Robin wrote:
Ok, there are a billion ways to bring Sirius back, but most are unlikely. I've heard EVERYTHING from it-wasn't-sirius-who-fell-but-really-someone-using-polyjuice-potion, to getting a favor from god and cloning the body to bring him back to, to an ancient potion that Dumbledore didn't mention so he didn't get Harry's hopes up, to Harry using a time turner and I could go on and on.... anyway, if she wanted to do it, she could.
One I HAVEN'T heard (until I made it up) is "JKR is witholding loads of info on Broderick Bode, which is sufficiently awesome to bring her to tears when he dies." Which I made up in parody, but was alluring for a while until I got knocked back to my senses. It's the DEATH ROOM.

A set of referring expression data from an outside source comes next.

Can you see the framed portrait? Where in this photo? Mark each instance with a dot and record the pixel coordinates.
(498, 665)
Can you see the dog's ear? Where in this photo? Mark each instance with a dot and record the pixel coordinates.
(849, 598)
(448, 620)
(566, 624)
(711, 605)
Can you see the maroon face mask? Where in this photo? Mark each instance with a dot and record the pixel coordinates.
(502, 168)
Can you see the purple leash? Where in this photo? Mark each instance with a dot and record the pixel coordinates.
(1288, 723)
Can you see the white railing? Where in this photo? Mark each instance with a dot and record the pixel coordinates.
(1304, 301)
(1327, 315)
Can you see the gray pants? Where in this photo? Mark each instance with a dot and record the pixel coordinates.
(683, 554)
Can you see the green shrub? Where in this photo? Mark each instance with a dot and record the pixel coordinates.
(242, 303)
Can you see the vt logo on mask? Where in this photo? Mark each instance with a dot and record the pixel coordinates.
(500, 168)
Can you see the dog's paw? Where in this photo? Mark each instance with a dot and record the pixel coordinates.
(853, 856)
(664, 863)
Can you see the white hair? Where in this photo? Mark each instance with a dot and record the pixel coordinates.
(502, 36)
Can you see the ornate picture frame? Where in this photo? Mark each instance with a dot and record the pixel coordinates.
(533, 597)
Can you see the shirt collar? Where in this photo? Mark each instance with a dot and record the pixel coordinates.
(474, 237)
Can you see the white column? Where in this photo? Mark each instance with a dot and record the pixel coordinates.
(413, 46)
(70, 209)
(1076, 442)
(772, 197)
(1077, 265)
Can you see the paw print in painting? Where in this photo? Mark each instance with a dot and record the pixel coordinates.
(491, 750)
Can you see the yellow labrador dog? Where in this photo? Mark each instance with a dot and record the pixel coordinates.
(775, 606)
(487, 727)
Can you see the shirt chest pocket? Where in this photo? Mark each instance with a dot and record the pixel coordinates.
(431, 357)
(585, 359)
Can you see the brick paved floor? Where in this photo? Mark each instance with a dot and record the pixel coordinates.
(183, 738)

If J.K. Rowling is really cruel (and she is, if you've ever re-read OotP) she might treat ye of sandy bowler to a sequence I call "The Many-Coloured Rider," after Tolkien's legacy of "pulling a Gandalf." It'll be a tough one for me to resist as well, but I'm going to have to.
Also, when JKR shot down Neville/Luna, she also shot down Harry/Luna, I've realized. She said it was because Neville and Luna don't have enough in common, but, warm fuzzy dialogue aside, they actually have more in common than Harry and Luna do. Curse of the Singing Brussels Sprouts! I was really hoping for that one...
Do what you will; but I will hinder it if I may.